Although for Bayesian optimisation I assume that we need more passes, not 20-30, but maybe up to 100. Because it often happens that the best result is one of 10 random starting variants, and for the next 10-20 passes by the optimiser nothing better is found. Maybe for 100 passes there will be improvements....
- often the best results with fact = 2
- or when both hidden layers have the same activation function
This is different for me. Relu is often good.
I made the next layer count as a % of the previous one. But there is no desire to compare it. Purely theoretically I hope that I am right, that decompression inside the network will not give it new information after compression on the previous layers.
I tried genetics on GA:ga. It ran NS 200-300 times for computation. That's a lot. And there is no improvement in the results.

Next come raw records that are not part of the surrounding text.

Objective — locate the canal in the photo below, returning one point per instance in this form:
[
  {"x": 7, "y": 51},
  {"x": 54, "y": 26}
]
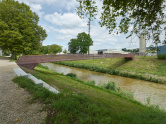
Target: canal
[{"x": 142, "y": 90}]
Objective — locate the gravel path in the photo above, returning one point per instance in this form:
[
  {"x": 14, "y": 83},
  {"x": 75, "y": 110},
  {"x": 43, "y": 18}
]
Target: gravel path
[{"x": 14, "y": 101}]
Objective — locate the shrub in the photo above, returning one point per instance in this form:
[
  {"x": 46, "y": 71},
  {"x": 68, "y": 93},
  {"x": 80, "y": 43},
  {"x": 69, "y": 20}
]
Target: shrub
[
  {"x": 161, "y": 56},
  {"x": 42, "y": 66},
  {"x": 71, "y": 75},
  {"x": 91, "y": 82},
  {"x": 111, "y": 86}
]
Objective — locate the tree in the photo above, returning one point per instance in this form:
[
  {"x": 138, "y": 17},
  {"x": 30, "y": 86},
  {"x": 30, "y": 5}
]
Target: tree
[
  {"x": 73, "y": 46},
  {"x": 65, "y": 51},
  {"x": 84, "y": 41},
  {"x": 87, "y": 9},
  {"x": 44, "y": 49},
  {"x": 19, "y": 29},
  {"x": 118, "y": 16},
  {"x": 80, "y": 44},
  {"x": 54, "y": 49}
]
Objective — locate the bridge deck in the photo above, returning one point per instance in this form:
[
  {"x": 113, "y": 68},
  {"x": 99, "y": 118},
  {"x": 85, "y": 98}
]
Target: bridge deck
[{"x": 30, "y": 61}]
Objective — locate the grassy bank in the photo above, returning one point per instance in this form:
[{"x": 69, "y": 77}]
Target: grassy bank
[
  {"x": 83, "y": 103},
  {"x": 144, "y": 68}
]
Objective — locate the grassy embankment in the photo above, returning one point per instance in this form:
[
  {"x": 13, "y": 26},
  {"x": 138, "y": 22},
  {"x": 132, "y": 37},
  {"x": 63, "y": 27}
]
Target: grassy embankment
[
  {"x": 82, "y": 103},
  {"x": 145, "y": 68}
]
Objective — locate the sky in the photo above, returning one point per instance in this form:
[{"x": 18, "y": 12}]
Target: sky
[{"x": 60, "y": 20}]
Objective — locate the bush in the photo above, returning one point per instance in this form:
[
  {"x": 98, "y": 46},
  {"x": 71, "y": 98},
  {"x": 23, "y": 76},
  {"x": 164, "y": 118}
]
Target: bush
[
  {"x": 71, "y": 75},
  {"x": 111, "y": 86},
  {"x": 42, "y": 66},
  {"x": 161, "y": 56},
  {"x": 91, "y": 82}
]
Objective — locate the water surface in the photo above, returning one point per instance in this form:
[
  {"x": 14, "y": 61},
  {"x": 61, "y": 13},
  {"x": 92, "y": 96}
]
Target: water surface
[{"x": 142, "y": 90}]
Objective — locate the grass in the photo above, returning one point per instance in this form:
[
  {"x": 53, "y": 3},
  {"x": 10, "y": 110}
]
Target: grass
[
  {"x": 82, "y": 103},
  {"x": 145, "y": 68}
]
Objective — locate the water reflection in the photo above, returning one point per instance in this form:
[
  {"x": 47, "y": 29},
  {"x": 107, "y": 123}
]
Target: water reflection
[{"x": 142, "y": 90}]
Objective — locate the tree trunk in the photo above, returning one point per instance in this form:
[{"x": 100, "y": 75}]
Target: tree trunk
[{"x": 14, "y": 55}]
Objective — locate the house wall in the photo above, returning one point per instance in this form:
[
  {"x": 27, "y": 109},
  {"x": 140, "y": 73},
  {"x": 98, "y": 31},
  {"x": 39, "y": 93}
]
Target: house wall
[{"x": 162, "y": 49}]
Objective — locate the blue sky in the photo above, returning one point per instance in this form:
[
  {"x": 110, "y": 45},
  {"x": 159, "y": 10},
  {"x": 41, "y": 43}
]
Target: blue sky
[{"x": 59, "y": 18}]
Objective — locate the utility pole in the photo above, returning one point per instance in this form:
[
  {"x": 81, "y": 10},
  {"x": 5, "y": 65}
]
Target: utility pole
[{"x": 89, "y": 31}]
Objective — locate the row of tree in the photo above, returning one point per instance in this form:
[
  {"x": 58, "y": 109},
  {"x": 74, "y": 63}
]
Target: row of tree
[
  {"x": 19, "y": 29},
  {"x": 80, "y": 44},
  {"x": 49, "y": 49},
  {"x": 130, "y": 50}
]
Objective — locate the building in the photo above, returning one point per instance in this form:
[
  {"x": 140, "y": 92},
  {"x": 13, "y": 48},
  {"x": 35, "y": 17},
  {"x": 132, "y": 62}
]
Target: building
[
  {"x": 108, "y": 51},
  {"x": 161, "y": 50},
  {"x": 0, "y": 52},
  {"x": 93, "y": 51},
  {"x": 142, "y": 44}
]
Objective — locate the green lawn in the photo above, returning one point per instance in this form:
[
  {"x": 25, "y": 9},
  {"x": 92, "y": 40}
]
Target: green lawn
[
  {"x": 149, "y": 65},
  {"x": 95, "y": 105}
]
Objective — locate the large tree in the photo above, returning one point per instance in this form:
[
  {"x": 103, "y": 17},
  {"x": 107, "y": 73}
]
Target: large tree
[
  {"x": 81, "y": 44},
  {"x": 19, "y": 29},
  {"x": 54, "y": 49},
  {"x": 118, "y": 16},
  {"x": 73, "y": 46}
]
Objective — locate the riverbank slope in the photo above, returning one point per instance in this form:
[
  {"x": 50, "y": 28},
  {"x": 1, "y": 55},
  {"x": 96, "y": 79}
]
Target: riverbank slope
[
  {"x": 145, "y": 68},
  {"x": 109, "y": 106},
  {"x": 14, "y": 101}
]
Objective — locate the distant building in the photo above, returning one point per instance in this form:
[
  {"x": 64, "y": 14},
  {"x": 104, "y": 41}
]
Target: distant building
[
  {"x": 93, "y": 52},
  {"x": 107, "y": 51},
  {"x": 0, "y": 52},
  {"x": 161, "y": 50}
]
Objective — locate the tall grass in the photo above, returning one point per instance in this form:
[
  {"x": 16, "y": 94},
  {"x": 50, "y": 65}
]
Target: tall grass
[
  {"x": 76, "y": 108},
  {"x": 113, "y": 72}
]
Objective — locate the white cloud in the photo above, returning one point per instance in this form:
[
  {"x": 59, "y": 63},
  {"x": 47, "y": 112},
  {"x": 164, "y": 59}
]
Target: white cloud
[
  {"x": 37, "y": 8},
  {"x": 65, "y": 4},
  {"x": 67, "y": 20}
]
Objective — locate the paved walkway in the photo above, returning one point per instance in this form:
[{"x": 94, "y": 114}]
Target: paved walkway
[{"x": 14, "y": 101}]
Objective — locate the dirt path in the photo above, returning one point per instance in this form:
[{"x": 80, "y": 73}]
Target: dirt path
[{"x": 14, "y": 101}]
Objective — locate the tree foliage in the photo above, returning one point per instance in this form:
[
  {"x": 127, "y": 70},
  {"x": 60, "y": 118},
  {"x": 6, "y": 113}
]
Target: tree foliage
[
  {"x": 73, "y": 46},
  {"x": 81, "y": 44},
  {"x": 19, "y": 29},
  {"x": 65, "y": 51},
  {"x": 119, "y": 16},
  {"x": 54, "y": 49}
]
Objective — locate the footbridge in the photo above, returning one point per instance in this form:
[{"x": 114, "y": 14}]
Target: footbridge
[{"x": 30, "y": 61}]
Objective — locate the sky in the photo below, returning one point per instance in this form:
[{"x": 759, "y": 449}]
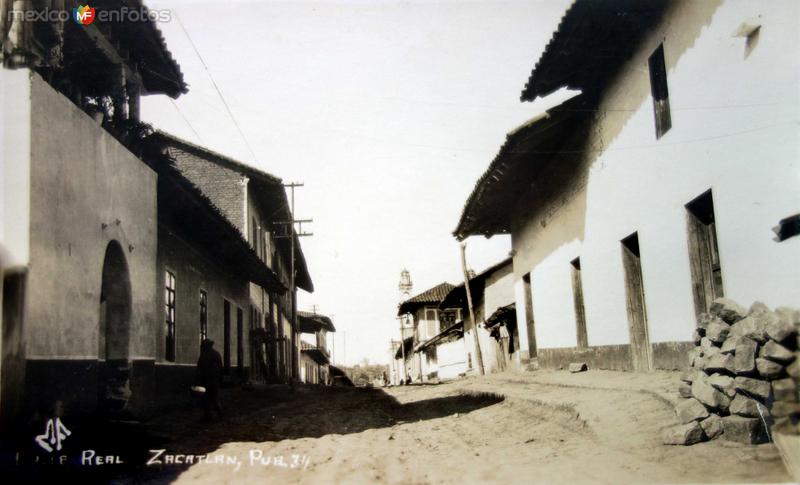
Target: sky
[{"x": 387, "y": 111}]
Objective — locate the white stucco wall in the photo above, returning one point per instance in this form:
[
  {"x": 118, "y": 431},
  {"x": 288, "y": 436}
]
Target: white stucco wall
[
  {"x": 15, "y": 144},
  {"x": 734, "y": 130},
  {"x": 452, "y": 359}
]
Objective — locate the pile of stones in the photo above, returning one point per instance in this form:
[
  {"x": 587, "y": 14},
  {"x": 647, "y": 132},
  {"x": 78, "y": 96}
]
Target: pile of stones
[{"x": 742, "y": 383}]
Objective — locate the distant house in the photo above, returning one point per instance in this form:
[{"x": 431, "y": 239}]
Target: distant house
[
  {"x": 314, "y": 354},
  {"x": 255, "y": 203},
  {"x": 492, "y": 290},
  {"x": 634, "y": 204},
  {"x": 422, "y": 311}
]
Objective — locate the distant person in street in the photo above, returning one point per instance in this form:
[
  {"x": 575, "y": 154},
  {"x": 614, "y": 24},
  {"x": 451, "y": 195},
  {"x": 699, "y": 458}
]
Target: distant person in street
[{"x": 209, "y": 376}]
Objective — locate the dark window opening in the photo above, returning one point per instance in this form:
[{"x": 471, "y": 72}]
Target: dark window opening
[
  {"x": 203, "y": 315},
  {"x": 704, "y": 259},
  {"x": 529, "y": 321},
  {"x": 658, "y": 87},
  {"x": 226, "y": 338},
  {"x": 169, "y": 300},
  {"x": 580, "y": 312},
  {"x": 240, "y": 341},
  {"x": 635, "y": 304}
]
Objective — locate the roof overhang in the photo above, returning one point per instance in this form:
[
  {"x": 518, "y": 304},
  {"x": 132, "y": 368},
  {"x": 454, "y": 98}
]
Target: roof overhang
[
  {"x": 512, "y": 174},
  {"x": 269, "y": 192},
  {"x": 593, "y": 39},
  {"x": 406, "y": 348},
  {"x": 313, "y": 323},
  {"x": 456, "y": 331},
  {"x": 317, "y": 356}
]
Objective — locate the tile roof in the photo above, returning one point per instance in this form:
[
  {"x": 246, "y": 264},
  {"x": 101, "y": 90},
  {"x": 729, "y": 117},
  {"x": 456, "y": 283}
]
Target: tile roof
[
  {"x": 456, "y": 296},
  {"x": 430, "y": 296},
  {"x": 528, "y": 152},
  {"x": 593, "y": 38},
  {"x": 268, "y": 189},
  {"x": 313, "y": 322}
]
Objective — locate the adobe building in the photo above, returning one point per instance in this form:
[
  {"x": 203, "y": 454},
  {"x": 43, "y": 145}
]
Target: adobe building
[
  {"x": 255, "y": 203},
  {"x": 79, "y": 214},
  {"x": 420, "y": 314},
  {"x": 315, "y": 358},
  {"x": 491, "y": 290},
  {"x": 632, "y": 205}
]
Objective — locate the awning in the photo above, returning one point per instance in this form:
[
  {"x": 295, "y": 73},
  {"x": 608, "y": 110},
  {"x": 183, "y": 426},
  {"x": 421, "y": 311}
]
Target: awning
[
  {"x": 453, "y": 332},
  {"x": 407, "y": 347},
  {"x": 317, "y": 355},
  {"x": 313, "y": 322},
  {"x": 504, "y": 315}
]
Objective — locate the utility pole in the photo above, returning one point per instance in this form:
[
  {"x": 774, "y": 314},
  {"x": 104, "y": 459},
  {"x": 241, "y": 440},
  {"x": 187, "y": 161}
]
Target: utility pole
[
  {"x": 478, "y": 355},
  {"x": 402, "y": 320},
  {"x": 292, "y": 235}
]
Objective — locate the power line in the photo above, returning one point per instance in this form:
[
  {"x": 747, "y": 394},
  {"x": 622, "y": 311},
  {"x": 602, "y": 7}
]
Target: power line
[
  {"x": 199, "y": 138},
  {"x": 219, "y": 92}
]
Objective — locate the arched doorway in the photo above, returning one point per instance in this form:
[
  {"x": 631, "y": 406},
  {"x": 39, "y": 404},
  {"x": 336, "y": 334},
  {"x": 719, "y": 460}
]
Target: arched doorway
[{"x": 114, "y": 332}]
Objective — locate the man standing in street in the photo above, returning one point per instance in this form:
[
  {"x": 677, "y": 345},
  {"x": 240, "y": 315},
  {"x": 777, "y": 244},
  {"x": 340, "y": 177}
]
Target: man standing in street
[{"x": 209, "y": 375}]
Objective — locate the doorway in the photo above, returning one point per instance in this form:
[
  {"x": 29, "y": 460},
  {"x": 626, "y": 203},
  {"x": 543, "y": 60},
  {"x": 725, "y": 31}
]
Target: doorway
[{"x": 114, "y": 333}]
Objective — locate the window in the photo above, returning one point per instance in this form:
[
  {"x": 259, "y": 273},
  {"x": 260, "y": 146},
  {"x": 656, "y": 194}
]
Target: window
[
  {"x": 203, "y": 315},
  {"x": 634, "y": 294},
  {"x": 267, "y": 248},
  {"x": 658, "y": 87},
  {"x": 704, "y": 259},
  {"x": 431, "y": 322},
  {"x": 240, "y": 341},
  {"x": 226, "y": 337},
  {"x": 529, "y": 322},
  {"x": 254, "y": 237},
  {"x": 577, "y": 294},
  {"x": 169, "y": 301}
]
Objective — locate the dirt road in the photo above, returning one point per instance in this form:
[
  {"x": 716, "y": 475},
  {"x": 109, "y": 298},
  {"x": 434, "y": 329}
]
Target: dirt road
[{"x": 450, "y": 433}]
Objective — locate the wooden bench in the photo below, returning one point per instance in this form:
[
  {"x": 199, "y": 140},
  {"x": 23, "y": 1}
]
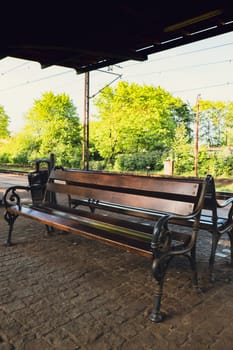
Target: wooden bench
[{"x": 127, "y": 211}]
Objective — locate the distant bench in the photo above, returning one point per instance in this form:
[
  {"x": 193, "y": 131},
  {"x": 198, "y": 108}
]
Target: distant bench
[{"x": 127, "y": 211}]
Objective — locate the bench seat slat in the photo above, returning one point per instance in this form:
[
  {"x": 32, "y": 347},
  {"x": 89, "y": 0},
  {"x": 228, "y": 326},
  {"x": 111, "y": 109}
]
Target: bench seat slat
[
  {"x": 130, "y": 241},
  {"x": 131, "y": 182}
]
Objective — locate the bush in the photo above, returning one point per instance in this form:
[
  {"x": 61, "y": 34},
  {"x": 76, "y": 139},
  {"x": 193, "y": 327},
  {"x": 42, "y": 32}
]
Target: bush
[{"x": 143, "y": 161}]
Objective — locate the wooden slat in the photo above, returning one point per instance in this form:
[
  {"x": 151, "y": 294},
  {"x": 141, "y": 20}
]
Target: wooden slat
[
  {"x": 181, "y": 186},
  {"x": 127, "y": 242},
  {"x": 140, "y": 201}
]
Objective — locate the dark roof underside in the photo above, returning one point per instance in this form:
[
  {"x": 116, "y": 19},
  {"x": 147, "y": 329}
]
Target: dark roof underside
[{"x": 87, "y": 36}]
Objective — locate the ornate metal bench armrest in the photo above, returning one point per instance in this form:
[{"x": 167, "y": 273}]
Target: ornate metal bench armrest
[
  {"x": 161, "y": 243},
  {"x": 12, "y": 197},
  {"x": 226, "y": 203}
]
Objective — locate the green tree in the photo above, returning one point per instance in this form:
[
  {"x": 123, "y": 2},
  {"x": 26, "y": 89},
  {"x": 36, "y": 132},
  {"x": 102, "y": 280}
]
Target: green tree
[
  {"x": 182, "y": 151},
  {"x": 4, "y": 123},
  {"x": 133, "y": 119},
  {"x": 52, "y": 125},
  {"x": 215, "y": 123}
]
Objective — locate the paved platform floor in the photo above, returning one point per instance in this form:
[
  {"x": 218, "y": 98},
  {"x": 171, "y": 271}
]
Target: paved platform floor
[{"x": 64, "y": 292}]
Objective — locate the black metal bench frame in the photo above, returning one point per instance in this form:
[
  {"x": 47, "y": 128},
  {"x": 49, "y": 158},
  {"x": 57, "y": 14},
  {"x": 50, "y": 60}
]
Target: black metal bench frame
[{"x": 159, "y": 200}]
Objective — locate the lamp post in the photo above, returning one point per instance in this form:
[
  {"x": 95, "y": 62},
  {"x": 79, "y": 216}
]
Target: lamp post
[
  {"x": 196, "y": 135},
  {"x": 85, "y": 152}
]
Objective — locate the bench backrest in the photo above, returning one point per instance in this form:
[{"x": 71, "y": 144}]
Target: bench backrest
[{"x": 153, "y": 193}]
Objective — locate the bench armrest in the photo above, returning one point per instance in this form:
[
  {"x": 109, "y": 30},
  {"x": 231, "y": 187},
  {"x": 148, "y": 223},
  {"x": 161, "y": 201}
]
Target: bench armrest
[
  {"x": 163, "y": 237},
  {"x": 12, "y": 194}
]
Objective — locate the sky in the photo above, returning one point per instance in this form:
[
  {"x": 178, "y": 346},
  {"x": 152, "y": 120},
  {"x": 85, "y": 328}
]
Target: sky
[{"x": 203, "y": 68}]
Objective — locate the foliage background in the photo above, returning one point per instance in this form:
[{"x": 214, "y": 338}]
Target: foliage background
[{"x": 136, "y": 128}]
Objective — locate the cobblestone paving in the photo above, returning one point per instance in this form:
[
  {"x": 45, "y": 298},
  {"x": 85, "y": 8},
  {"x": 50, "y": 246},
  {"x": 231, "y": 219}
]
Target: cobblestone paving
[{"x": 67, "y": 293}]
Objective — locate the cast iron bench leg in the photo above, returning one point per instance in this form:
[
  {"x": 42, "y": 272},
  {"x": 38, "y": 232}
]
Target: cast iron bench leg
[
  {"x": 10, "y": 218},
  {"x": 230, "y": 235},
  {"x": 215, "y": 239}
]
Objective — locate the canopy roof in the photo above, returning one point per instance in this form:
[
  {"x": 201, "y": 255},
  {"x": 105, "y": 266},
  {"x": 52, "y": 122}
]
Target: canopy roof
[{"x": 88, "y": 35}]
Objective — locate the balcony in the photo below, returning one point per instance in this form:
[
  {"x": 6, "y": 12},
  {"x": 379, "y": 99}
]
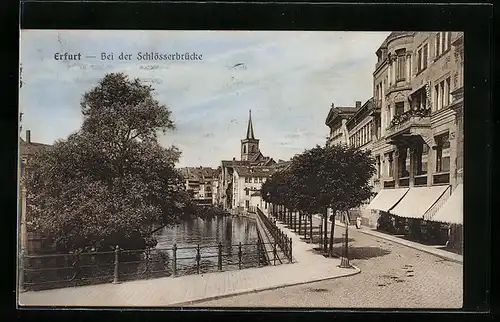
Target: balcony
[
  {"x": 389, "y": 184},
  {"x": 405, "y": 122}
]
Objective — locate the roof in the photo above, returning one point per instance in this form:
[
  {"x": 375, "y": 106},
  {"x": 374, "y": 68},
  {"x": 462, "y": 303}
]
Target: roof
[
  {"x": 250, "y": 135},
  {"x": 28, "y": 149},
  {"x": 255, "y": 171},
  {"x": 283, "y": 165},
  {"x": 232, "y": 163}
]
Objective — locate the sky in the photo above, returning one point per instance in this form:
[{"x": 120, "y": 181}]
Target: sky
[{"x": 289, "y": 79}]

Although for Bayesian optimisation I assume that we need more passes, not 20-30, but maybe up to 100. Because it often happens that the best result is one of 10 random starting variants, and for the next 10-20 passes by the optimiser nothing better is found. Maybe for 100 passes there will be improvements....
That's where it varies for me. Relu is often good.
Genetics didn't find the best options for me either.
For Bayesian you need to play not only with the number of passes but also with the number of points. You have to look for a faster option. This is very tedious to deal with.
Good luck
PS. Are you not switching to TensorFlow? It's just a higher level.